The dynamic evolution processes of strategy selection were different for the four game combinations. The evolutionarily stable strategy of Type A subject and follower vehicle drivers was jumping the queue and accelerating for prevention, Type A subject and Type B follower vehicle drivers was jumping the queue and giving way, Type B subject and Type A follower vehicle drivers was queueing up and accelerating for prevention and Type B subject and follower vehicle drivers was jumping the queue and giving way.

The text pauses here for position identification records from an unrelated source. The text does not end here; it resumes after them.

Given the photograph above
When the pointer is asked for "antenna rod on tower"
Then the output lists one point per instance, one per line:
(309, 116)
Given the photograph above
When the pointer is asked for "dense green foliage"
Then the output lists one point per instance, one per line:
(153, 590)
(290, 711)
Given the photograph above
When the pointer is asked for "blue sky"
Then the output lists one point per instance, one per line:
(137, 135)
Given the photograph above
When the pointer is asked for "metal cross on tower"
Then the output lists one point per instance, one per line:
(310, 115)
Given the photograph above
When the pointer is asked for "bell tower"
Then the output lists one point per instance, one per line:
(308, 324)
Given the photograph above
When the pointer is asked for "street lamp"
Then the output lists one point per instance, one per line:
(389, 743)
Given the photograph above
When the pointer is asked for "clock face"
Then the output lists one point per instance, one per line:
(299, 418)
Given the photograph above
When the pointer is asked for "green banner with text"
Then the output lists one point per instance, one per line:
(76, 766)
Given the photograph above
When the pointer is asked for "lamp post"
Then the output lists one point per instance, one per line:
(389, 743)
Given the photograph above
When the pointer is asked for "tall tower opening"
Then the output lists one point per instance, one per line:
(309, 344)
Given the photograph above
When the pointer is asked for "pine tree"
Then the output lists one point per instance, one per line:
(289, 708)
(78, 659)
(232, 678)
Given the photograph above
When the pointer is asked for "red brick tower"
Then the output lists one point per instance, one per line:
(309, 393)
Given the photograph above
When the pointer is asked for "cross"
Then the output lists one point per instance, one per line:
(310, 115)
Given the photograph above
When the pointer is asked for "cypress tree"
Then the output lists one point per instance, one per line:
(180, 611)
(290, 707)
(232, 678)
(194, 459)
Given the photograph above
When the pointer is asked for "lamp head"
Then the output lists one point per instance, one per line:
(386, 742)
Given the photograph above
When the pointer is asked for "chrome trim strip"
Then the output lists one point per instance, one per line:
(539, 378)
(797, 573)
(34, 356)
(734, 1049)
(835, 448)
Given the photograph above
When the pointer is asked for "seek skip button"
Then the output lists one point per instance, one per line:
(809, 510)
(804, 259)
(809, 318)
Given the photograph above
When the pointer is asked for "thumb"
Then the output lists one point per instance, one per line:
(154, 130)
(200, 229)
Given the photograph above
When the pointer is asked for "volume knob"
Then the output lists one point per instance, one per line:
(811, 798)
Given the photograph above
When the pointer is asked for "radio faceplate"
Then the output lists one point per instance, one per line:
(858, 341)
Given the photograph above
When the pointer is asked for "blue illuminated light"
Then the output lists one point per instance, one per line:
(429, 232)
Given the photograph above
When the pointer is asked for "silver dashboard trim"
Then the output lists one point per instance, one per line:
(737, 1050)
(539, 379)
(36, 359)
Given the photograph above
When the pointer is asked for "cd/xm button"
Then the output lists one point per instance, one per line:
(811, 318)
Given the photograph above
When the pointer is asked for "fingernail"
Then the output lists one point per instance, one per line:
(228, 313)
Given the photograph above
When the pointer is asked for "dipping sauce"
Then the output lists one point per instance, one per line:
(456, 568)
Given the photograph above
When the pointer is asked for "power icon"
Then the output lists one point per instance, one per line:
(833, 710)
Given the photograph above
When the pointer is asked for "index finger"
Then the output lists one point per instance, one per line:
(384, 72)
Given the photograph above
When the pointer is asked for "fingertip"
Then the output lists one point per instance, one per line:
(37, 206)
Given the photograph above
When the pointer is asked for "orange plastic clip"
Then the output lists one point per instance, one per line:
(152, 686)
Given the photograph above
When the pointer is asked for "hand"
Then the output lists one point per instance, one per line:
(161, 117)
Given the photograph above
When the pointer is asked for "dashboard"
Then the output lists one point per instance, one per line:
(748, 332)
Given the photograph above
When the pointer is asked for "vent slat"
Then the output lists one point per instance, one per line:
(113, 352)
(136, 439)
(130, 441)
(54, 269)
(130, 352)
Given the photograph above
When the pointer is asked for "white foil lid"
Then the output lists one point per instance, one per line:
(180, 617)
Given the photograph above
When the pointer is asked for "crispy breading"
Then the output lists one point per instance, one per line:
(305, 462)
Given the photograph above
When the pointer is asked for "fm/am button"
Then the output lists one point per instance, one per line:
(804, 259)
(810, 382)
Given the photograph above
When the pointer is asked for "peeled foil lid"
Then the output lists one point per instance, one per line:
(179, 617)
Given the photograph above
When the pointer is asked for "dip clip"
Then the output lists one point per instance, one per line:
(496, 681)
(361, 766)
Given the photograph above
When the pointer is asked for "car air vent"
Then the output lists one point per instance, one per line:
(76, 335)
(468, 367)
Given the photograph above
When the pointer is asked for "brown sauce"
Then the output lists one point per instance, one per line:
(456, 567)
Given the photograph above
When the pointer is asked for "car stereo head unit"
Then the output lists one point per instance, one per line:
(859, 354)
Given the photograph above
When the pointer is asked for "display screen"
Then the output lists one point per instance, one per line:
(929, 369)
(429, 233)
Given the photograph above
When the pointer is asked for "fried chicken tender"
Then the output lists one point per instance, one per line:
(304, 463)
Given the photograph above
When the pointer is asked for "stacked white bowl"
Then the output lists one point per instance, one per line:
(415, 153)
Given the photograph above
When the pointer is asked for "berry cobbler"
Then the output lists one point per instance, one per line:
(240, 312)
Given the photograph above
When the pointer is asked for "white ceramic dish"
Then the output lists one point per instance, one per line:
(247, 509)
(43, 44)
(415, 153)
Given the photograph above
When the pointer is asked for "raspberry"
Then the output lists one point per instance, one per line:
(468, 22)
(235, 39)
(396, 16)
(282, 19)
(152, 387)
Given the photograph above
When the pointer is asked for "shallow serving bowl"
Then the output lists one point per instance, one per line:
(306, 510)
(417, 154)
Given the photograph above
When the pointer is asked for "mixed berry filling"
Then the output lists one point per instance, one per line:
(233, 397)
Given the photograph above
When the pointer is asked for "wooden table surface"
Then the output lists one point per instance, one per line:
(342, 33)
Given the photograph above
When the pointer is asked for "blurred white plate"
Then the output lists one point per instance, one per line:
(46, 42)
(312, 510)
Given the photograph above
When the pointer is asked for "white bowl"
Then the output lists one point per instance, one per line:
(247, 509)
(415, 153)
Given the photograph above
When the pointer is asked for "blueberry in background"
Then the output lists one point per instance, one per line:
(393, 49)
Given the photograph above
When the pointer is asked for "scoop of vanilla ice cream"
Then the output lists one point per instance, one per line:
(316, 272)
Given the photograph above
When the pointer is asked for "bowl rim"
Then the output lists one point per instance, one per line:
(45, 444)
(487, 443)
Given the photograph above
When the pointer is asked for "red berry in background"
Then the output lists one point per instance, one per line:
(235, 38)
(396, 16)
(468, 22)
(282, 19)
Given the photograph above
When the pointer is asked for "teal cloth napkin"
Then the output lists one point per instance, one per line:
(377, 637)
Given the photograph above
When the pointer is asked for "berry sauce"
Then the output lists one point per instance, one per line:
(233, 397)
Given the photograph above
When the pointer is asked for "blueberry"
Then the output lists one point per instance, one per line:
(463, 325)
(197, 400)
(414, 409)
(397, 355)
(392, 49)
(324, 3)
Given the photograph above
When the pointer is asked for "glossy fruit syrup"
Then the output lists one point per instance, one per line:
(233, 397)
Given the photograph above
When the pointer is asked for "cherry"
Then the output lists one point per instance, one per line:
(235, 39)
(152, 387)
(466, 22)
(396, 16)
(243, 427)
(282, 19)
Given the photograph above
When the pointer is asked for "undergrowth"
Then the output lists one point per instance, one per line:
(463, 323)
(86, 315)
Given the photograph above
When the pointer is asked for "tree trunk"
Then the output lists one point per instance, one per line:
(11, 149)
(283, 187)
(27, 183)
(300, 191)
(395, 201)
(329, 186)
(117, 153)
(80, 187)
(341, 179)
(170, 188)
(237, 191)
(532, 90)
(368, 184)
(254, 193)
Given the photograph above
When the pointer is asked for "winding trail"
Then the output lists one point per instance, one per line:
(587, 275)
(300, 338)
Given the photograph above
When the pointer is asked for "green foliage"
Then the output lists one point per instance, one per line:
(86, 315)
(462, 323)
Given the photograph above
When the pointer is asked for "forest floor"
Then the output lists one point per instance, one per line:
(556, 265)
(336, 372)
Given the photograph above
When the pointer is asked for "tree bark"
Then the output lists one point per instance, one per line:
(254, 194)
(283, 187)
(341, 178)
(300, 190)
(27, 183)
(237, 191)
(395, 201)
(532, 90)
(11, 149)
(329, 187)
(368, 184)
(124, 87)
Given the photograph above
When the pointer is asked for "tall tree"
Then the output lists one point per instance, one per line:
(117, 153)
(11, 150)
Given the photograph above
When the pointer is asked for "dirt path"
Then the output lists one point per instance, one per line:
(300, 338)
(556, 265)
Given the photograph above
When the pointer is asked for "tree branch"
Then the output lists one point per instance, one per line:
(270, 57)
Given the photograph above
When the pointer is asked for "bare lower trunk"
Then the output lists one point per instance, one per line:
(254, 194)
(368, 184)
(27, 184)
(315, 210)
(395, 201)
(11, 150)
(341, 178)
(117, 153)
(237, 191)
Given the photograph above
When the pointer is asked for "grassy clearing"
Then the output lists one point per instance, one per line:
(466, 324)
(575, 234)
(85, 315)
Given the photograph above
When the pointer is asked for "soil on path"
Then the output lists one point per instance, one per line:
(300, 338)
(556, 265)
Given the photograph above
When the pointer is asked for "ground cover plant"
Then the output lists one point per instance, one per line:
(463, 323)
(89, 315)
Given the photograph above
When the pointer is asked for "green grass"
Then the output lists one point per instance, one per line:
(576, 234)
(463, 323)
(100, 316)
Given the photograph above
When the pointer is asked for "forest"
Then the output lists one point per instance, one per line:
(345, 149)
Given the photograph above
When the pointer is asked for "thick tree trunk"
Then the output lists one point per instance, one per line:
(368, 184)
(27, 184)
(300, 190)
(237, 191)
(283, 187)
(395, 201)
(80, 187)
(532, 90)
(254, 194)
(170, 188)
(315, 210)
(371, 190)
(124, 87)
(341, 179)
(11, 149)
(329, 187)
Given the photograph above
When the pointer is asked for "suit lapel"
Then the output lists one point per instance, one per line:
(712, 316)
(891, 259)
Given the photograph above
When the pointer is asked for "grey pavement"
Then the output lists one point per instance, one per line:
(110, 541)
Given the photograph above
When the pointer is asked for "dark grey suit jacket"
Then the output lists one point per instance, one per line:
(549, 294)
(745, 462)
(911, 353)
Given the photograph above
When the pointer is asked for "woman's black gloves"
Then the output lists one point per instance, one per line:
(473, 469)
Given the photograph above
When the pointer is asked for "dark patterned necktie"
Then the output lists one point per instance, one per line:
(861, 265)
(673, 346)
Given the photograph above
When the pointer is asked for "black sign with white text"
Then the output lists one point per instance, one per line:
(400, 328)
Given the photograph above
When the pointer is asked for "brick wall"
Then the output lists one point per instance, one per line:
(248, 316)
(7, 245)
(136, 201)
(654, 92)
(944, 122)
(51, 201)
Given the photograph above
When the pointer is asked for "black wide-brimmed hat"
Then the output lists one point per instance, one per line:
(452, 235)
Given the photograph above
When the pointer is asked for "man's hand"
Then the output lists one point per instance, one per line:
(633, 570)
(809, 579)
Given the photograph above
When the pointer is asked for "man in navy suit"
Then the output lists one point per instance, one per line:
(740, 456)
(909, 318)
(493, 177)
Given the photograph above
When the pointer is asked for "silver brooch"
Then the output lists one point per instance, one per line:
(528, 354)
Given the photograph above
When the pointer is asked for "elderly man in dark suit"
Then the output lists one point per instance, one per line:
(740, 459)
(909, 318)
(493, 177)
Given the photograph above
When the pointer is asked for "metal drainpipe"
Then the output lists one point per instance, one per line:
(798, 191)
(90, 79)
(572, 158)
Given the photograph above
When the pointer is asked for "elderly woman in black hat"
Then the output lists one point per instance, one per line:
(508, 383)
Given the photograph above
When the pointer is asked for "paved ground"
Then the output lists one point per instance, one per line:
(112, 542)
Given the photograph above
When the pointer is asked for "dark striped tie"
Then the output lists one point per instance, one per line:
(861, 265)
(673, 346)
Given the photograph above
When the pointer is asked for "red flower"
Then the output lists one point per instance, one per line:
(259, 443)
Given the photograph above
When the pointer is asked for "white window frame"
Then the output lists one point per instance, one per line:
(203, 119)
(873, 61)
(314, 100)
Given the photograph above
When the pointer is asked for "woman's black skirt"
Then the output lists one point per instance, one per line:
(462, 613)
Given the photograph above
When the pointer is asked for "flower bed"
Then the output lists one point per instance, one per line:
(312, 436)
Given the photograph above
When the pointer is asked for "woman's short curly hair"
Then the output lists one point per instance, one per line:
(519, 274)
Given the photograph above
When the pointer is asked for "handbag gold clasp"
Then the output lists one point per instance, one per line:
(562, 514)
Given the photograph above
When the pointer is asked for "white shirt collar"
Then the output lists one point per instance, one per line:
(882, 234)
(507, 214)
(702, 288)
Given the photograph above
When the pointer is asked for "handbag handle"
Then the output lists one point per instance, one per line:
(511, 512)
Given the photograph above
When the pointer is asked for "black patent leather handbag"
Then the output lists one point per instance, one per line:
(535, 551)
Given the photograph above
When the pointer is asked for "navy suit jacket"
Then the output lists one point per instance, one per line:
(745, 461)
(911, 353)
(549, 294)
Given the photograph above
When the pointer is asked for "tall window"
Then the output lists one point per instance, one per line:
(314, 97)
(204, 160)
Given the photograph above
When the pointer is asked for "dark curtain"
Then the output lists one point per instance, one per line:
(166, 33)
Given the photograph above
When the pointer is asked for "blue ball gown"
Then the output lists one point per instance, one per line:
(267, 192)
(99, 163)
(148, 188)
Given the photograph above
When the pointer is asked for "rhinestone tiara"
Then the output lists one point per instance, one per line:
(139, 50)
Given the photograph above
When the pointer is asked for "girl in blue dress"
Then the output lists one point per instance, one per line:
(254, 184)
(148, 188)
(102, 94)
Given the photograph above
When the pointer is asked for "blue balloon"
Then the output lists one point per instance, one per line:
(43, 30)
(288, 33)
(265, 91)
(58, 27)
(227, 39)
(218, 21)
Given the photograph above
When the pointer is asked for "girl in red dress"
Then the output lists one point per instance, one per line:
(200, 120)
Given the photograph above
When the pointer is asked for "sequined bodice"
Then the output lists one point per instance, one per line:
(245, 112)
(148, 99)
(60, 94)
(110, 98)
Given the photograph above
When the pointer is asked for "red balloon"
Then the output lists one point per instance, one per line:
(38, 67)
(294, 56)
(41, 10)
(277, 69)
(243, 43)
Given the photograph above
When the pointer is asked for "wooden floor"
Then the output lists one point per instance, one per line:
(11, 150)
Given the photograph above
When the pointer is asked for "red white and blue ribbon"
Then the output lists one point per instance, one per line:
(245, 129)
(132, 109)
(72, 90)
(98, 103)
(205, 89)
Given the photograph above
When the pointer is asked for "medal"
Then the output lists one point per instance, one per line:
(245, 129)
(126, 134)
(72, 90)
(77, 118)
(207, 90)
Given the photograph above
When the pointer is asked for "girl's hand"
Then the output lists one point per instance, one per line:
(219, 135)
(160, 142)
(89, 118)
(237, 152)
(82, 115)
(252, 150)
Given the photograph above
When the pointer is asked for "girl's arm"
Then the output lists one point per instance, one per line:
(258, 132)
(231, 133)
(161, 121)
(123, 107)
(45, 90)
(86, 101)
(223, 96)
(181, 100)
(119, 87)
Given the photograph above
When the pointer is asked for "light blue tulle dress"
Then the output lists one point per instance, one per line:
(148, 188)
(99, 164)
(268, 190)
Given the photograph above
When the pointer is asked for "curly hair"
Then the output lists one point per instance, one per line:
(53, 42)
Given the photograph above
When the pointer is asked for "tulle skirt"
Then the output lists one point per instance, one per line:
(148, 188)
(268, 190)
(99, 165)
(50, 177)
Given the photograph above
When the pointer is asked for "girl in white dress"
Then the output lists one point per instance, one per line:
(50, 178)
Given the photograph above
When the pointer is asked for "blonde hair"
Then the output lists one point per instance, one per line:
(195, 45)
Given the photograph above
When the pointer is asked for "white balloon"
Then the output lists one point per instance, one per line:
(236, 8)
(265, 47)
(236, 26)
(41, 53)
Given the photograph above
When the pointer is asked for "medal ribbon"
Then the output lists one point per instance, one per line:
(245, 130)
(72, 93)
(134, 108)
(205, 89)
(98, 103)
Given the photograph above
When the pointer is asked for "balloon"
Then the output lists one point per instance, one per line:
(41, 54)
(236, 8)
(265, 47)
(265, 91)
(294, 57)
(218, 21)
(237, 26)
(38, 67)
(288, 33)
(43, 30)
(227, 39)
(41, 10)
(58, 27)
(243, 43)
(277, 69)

This study has significant theoretical and practical implications. From a theoretical perspective, on the one hand, this study revealed the game process in which subject vehicle drivers select jumping the queue strategy and follower vehicle drivers select the giving way strategy with different personality traits, which enhanced the understanding of the decision-making differences and interactive progress between drivers with Type A and Type B personality traits. On the other hand, this study formed an integrated research framework on the dynamic decision-making progress of drivers based on the evolutionary game theory, which provided references for modelling the interaction behaviours between drivers. From a practical perspective, on the one hand, this study identified the difference in the effect of profit and loss variables on drivers with Types A and B personalities, which is conducive to developing targeted intervention measures for queue-jumping behaviours for the traffic management department based on the decision-making characteristics of drivers with different personalities. On the other hand, this study proposed an interaction behaviour model of queue-jumping and giving way considering personality traits, which enriched the existing microdriving behaviour models and provided new ideas and theoretical support for more refined traffic flow simulations. In addition, it should be noted that this study obtained the strategy utility evaluation data through questionnaire. Although some mitigation measures were taken in the questionnaire design and survey, such as avoiding tendentiousness items and providing notification of anonymity, the common weaknesses of self-reported questionnaires, such as the social desirability, were still unavoidable. In future research, we will consider collecting data on various decision-making utility variables by means of a driving simulator and psychological testing instruments to reduce the impacts of potential individual response bias on the research results.
Conflicts of Interest
The authors declare no conflicts of interest.
Funding
This paper was supported by the Innovative Team Project of Ji’nan Government (no. 202333036), Jinan City’s Self-Developed Innovative Team Project for Higher Educational Institutions (no. 20233040).
Open Research
Data Availability Statement
The data that support the findings of this study are available on request from the corresponding author.